Clemens Setz fait partie de ces auteurs et autrices d’Autriche qui dérangent parce qu’ils révèlent sur un mode à la fois drôle et violent les mesquineries, les bassesses et les pulsions sordides sous-jacentes dans les rapports sociaux. Setz est aussi un grand inventeur de fables, plus loufoques et plus surprenantes les unes que les autres, bien que situées dans un univers en apparence quotidien. Son écriture est efficace, rythmée, déroulant une dramaturgie complexe où rien n’est laissé au hasard. Les dialogues sont vifs et pleins d’esprit, les personnages, qui semblent empruntés à une galerie de tableaux de la société contemporaine, présentent pourtant des divergences qui les rendent étranges, étonnants et soulèvent à la fois notre répulsion et notre curiosité. S’ils nous intéressent, c’est parce qu’ils nous dérangent profondément. Nations Unies n’est pas une pièce sur la maltraitance infantile, dans le sens où elle chercherait à la dénoncer – le trafic qui s’organise aux dépens de Martina est absolument injustifiable, l’indignation qu’il suscite est univoque. Ce qui rend la pièce grinçante, en revanche, c’est de voir toutes les stratégies qu’inventent les personnages pour s’arranger avec la réalité : Oskar cache son commerce hideux derrière des principes esthétiques bon marché, Karin donne à ses ambitions les apparences de convictions féministes et Anton, pour qui refouler devient de plus en plus difficile, se réfugie dans le discours, parlant pour faire taire sa conscience.

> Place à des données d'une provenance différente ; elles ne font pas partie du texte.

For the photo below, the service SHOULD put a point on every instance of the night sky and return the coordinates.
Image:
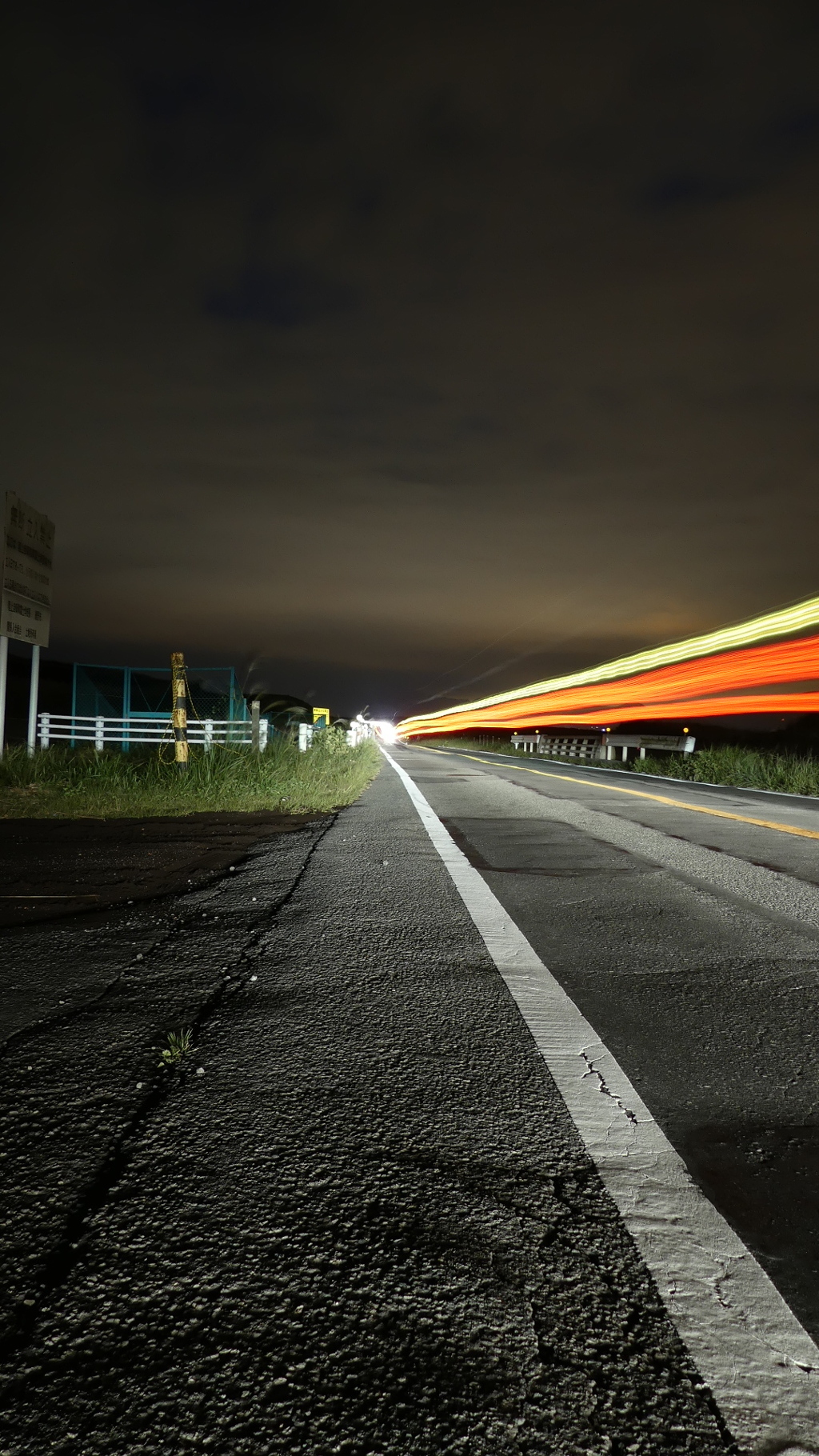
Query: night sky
(406, 353)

L’une de ses digressions nous donne peut-être un indice du projet de cette écriture : que se passerait-il si quelqu’un nous forçait à modifier notre perception de la lune ? Nous y faisait voir une forme obscène, « dégueulasse », dont on ne pourrait ensuite plus se défaire ? Setz semble bien se donner pour tâche de coller un visage étrange, plus repoussant, à une réalité devenue trop familière.